Intelligent warehouse space optimization using convolutional neural networks
1 Department of Computer Science and Engineering, Indian Institute of Technology Jammu, Jammu and Kashmir (UT), India.
2 Continuing Education Programme, Indian Institute of Technology Patna, Bihar, India.
Review
World Journal of Advanced Engineering Technology and Sciences, 2023, 10(02), 030–036.

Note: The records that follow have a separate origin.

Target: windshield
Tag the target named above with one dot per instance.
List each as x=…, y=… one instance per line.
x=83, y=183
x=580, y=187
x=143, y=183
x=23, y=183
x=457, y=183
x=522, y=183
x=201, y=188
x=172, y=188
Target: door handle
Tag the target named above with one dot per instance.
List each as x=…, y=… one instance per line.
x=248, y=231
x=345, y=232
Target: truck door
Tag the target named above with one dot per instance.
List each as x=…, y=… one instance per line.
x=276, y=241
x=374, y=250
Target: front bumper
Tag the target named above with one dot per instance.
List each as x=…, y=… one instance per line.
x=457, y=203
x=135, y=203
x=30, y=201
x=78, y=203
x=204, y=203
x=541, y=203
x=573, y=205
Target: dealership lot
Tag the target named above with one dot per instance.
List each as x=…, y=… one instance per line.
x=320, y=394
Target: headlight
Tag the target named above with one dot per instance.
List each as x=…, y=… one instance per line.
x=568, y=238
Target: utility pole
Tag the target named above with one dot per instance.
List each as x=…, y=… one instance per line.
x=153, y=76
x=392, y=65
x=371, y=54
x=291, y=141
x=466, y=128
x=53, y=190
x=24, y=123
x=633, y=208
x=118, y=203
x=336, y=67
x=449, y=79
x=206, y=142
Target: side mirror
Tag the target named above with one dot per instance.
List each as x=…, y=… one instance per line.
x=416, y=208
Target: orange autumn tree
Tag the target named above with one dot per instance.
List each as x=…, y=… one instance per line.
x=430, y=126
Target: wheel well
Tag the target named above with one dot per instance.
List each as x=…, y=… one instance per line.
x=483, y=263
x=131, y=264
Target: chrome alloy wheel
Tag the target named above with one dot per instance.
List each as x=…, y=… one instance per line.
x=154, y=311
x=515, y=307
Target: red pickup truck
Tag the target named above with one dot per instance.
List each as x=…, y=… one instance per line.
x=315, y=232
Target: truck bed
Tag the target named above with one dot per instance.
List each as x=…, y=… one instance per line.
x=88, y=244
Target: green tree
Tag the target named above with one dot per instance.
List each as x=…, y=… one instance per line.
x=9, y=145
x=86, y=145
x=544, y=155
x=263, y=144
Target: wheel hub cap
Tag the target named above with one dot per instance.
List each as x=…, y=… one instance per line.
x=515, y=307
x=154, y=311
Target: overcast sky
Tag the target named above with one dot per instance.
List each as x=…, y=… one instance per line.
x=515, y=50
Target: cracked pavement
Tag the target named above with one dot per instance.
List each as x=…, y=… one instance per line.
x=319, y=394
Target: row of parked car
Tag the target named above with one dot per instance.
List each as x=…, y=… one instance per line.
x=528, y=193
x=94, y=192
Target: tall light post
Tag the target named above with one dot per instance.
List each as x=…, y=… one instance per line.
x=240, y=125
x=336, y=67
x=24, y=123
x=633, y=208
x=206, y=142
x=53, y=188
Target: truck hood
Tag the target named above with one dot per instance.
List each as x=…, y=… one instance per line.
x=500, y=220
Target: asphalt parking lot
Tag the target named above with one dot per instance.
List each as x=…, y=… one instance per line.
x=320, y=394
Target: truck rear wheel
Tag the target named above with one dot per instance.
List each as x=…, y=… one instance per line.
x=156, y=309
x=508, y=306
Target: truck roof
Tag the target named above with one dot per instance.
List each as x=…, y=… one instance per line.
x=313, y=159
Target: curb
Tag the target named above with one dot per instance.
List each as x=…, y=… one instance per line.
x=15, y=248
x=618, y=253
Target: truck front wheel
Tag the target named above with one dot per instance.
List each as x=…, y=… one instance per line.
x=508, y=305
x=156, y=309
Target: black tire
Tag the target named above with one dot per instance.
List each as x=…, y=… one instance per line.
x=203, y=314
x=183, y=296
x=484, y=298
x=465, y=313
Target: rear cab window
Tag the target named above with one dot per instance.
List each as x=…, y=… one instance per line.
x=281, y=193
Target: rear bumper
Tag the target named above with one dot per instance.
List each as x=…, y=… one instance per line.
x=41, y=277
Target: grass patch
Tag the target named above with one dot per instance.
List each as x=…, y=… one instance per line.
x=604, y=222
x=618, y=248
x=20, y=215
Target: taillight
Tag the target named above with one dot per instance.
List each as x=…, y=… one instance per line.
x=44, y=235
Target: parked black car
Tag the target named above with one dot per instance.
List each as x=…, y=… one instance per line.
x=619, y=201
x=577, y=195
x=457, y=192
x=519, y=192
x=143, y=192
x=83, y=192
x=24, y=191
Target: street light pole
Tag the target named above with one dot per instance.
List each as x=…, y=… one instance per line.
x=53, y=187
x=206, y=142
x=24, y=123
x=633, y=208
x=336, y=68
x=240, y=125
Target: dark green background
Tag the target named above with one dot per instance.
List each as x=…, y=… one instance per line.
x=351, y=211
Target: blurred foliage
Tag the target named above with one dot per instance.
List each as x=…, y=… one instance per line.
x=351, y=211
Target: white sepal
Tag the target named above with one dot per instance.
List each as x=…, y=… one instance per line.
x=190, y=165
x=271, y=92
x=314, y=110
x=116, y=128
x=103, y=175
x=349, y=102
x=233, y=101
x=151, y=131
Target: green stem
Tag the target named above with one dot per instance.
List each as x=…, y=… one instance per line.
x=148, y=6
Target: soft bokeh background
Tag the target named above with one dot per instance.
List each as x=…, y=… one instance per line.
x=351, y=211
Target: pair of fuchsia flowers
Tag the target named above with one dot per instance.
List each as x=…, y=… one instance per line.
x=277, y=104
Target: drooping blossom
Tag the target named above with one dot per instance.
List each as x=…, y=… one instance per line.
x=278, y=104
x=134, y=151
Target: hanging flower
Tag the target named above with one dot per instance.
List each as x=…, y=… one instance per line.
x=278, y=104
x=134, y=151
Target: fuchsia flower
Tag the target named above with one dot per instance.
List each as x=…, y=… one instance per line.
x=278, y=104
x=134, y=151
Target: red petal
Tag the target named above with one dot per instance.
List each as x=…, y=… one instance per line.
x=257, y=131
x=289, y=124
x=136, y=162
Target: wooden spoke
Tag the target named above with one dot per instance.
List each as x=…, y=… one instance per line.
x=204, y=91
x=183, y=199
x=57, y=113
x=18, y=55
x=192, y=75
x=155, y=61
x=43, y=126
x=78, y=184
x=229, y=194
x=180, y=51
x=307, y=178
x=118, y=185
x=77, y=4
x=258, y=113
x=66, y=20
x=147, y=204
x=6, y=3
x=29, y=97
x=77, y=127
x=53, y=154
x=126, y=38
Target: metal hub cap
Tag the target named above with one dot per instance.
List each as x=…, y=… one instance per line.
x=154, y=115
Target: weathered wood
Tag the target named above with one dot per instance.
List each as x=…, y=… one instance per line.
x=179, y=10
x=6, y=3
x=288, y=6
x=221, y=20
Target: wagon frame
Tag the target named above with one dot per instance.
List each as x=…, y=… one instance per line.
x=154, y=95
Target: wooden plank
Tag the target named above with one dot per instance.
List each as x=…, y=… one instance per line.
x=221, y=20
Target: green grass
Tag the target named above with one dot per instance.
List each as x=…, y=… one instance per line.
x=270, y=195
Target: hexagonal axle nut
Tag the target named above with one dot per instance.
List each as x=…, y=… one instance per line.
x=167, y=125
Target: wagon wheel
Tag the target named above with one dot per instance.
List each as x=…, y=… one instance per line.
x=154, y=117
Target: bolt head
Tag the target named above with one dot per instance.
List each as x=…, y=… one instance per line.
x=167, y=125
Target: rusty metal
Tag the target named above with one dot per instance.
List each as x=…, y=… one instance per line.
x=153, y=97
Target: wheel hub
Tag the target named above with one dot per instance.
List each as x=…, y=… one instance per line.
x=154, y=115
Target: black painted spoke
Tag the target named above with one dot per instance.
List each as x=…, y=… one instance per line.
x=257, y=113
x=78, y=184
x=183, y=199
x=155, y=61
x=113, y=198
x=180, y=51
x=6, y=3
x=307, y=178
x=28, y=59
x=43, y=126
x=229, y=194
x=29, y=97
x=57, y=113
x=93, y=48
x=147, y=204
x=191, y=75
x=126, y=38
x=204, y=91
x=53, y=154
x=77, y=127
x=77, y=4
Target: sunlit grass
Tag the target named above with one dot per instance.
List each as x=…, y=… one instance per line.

Article DOI: 10.30574/wjaets.2023.10.2.0278
Publication history:
Received on 12 September 2023; revised on 31 October 2023; accepted on 03 November 2023
Abstract:
In the era of rapid digital transformation, global commerce and its intricately woven supply chains face unprecedented demands and challenges. As businesses strive to meet the ever-expanding consumer expectations, the spotlight is increasingly on warehouses - the vital nodes of these supply chains. Warehousing, once considered a mere storage facility, is now at the epicenter of a logistical revolution, with the quest for optimized space and streamlined operations becoming paramount. Amidst this evolving paradigm, the present research delves deep into the capabilities of Convolutional Neural Networks (CNNs), an advanced machine learning construct, examining its potential to redefine warehousing strategies. Delving into the intricate architecture of CNNs, we explore their robustness in analyzing and interpreting spatial relationships, a skillset inherently suited for space optimization tasks. This paper aims not just to present the technological prowess of CNNs, but to showcase how their integration could mark a paradigm shift in the warehousing domain, paving the way for smarter, more efficient storage solutions in an increasingly digital world.
Keywords:
Convolutional Neural Networks; Warehouse Management; Space Efficiency; Deep Learning; Spatial Analysis.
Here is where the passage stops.